Authors: Jason Scott Hauptman, MD PhD; John Kestle, MD; Jay Riva-Cambrin, MD; Sam Browd, MD, PhD; Abhaya Kulkarni, MD, PhD; Curtis Rozelle, MD, PhD; William Whitehead; Robert Naftel, MD; Jonathan Pindrik, MD; David Limbrick, MD, PhD; James Drake, MD; Jay Wellons (Seattle, WA)
Little is understood about the subgroup of children who undergo multiple shunt revisions in a short period of time. The goal of this study is to identify the children in the registry who have experienced rapid shunt failures (<30 days after shunt operation) and compare them to a matched cohort.

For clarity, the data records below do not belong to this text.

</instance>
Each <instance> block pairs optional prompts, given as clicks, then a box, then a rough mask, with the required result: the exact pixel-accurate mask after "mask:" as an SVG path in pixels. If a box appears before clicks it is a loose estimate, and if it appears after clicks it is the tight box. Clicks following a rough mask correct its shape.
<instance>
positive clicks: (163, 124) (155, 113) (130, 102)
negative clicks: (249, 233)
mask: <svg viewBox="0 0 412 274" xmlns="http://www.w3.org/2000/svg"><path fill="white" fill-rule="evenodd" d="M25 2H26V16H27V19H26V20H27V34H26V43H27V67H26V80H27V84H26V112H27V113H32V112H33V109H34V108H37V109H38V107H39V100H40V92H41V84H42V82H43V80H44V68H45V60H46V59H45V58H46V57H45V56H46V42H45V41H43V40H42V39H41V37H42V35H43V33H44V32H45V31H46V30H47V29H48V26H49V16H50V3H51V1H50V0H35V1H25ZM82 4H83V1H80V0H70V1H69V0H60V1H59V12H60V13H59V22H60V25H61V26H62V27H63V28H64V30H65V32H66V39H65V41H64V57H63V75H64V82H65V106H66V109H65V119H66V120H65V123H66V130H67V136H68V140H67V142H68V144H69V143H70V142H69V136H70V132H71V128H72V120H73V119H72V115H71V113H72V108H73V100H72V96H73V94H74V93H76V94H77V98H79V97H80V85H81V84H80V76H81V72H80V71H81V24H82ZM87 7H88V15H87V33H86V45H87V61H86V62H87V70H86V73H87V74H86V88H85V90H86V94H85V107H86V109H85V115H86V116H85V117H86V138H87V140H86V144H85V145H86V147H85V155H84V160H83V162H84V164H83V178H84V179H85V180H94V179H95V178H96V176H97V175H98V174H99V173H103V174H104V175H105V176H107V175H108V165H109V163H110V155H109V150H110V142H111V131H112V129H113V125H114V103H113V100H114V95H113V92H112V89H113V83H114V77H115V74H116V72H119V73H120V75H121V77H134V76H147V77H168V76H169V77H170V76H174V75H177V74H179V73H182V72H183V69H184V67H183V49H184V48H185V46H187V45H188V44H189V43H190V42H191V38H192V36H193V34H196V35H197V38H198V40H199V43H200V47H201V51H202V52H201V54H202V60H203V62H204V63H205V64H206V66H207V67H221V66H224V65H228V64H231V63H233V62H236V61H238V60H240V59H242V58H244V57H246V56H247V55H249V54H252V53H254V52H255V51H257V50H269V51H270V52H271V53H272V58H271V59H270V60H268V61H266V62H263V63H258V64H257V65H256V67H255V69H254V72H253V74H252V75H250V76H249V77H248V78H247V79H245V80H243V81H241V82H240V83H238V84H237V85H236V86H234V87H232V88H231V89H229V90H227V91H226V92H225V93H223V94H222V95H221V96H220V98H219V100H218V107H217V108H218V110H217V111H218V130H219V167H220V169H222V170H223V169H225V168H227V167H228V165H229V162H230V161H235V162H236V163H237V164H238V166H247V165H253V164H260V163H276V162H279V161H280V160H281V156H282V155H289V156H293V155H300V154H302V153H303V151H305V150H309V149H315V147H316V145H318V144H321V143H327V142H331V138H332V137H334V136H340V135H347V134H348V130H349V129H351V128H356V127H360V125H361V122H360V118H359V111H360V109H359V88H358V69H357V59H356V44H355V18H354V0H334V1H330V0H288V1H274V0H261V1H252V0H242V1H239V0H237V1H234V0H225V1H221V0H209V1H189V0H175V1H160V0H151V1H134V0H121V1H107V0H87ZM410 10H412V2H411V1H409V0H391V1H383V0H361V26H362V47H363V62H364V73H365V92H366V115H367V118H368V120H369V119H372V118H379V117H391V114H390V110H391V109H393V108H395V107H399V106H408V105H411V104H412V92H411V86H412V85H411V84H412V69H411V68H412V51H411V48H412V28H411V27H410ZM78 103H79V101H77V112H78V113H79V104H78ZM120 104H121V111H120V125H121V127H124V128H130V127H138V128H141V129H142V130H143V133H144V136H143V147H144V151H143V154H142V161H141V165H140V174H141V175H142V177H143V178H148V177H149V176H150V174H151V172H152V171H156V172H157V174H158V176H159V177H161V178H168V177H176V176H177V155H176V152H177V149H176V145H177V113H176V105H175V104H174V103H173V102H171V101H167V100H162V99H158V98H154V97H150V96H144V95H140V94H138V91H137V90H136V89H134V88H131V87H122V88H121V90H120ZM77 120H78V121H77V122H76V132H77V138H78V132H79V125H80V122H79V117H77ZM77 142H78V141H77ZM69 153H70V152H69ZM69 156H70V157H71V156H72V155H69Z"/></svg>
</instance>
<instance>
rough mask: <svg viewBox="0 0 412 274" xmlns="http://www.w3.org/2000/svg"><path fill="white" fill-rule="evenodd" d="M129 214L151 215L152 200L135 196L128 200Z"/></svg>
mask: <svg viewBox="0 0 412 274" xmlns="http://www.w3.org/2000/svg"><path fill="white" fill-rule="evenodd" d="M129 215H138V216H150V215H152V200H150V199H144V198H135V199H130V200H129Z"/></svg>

We limited this analysis to subjects in the HCRN cohort who have had a shunt placement in the registry and have had at least one subsequent shunt revision prior to 1/1/18. A multivariate logistic regression model was used to determine if there is a difference between procedures that failed within 30 days (fast failure), within 7 days (ultra-fast failure) and procedures that failed after 30 days. We examined the effects of etiology, age at initial shunt placement, presence of slit-ventricles on imaging at revision, ventricular enlargement on imaging at revision, and history of fast failures.
A total of 3,310 shunt operations were evaluated in the clean cohort, of which 1,121 were primary shunt placements and 2,189 were shunt revisions. For primary shunt placements, the mean age at the time of shunt placement was 0.3 years [0.1, 1.2]. The etiologies of hydrocephalus included post-IVH secondary to prematurity (24.1%), myelomeningocele (16.9%), aqueductal stenosis (8.6%), and other (50.5%). For revisions, the mean age at the time of revision was 1.8 years [0.6, 4.9]. Of these patients, 43 (2.0%) were identified by the surgeon as having slit ventricle syndrome, and 1222 (55.8%) had ventricular enlargement noted at the time of failure. Multivariate logistic regression revealed that etiology was an independent predictor of fast failures (p<0.001) and both age at the time of procedure (p=0.01) and etiology (p=0.009) were predictors of ultra-fast failures.
Age at shunt placement and etiology of hydrocephalus are significant predictors of rapid shunt failures in children.